Pointer chasing prediction (Apple, US9116817B2, filed 2013-05-09)
- 背景:linked list traversal 等 pointer chasing 会形成 older producing load -> younger consuming load 的依赖链。
- 核心设计:scheduler 预测 producing load 的结果适合 LSU-internal forwarding,且 younger load 依赖该结果时,提前 issue younger load;LSU 将 producing load 的结果转发给 address generation logic。
- 关联方向:同样不是 prefetcher,而是 dependent-load scheduling;与 Apple DMP/IMA 共同瞄准 pointer-chasing/indirect-address latency。
Instructions Prefetching
- Multi-table signature prefetch (Apple, US11630670B2, filed 2021-07-21)
- 背景:单一 signature generation technique 对不同 control-flow path 的历史长度和混叠表现不一致。

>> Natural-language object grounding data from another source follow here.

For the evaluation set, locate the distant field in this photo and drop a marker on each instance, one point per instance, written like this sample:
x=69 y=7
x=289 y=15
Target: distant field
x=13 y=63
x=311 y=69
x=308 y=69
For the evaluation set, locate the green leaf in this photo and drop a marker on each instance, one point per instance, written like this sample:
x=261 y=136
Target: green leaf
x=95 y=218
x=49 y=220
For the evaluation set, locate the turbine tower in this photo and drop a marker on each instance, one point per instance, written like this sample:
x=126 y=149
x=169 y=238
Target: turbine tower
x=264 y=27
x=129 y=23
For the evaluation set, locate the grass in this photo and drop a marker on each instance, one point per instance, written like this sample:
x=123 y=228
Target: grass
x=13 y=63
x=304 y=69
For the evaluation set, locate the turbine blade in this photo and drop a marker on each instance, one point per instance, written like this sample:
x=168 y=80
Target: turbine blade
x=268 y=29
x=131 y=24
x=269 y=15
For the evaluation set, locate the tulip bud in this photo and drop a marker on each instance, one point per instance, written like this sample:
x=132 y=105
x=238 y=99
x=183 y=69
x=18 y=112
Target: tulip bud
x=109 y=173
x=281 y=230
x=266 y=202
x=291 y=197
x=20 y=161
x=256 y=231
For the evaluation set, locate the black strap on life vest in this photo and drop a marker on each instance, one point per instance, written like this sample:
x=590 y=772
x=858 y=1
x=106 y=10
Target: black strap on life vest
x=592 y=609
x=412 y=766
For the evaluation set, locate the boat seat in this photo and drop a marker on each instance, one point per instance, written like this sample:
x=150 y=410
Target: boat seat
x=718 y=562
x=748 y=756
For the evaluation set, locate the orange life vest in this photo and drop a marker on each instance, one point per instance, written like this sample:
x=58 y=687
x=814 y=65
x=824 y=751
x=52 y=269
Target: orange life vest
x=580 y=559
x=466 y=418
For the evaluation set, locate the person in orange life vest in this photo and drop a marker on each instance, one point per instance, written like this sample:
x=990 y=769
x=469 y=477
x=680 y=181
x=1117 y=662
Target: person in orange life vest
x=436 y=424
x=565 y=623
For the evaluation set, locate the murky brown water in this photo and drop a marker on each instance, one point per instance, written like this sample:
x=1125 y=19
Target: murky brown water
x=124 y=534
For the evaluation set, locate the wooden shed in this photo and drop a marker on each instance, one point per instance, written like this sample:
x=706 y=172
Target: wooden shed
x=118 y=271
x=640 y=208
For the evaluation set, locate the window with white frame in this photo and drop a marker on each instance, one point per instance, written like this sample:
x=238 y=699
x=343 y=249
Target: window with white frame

- 核心设计:使用多个 signature generation technique 和多个 signature prefetch table,在 training event 上更新并用于 future instruction/control-flow prefetch。
- 关联方向:它更偏 instruction/control-flow prefetch,不宜作为数据预取器直接类比;但 multi-table signature、history hashing 和 confidence 管理思路可借鉴到 data delta/signature prefetcher。
Prefetching Throttling
Deny list for a memory prefetcher circuit (Apple, US12306762B1, filed 2023-05-24)
- 背景:aggressive prefetcher 会把未使用的 cache line 带入 cache,造成污染、带宽和功耗浪费。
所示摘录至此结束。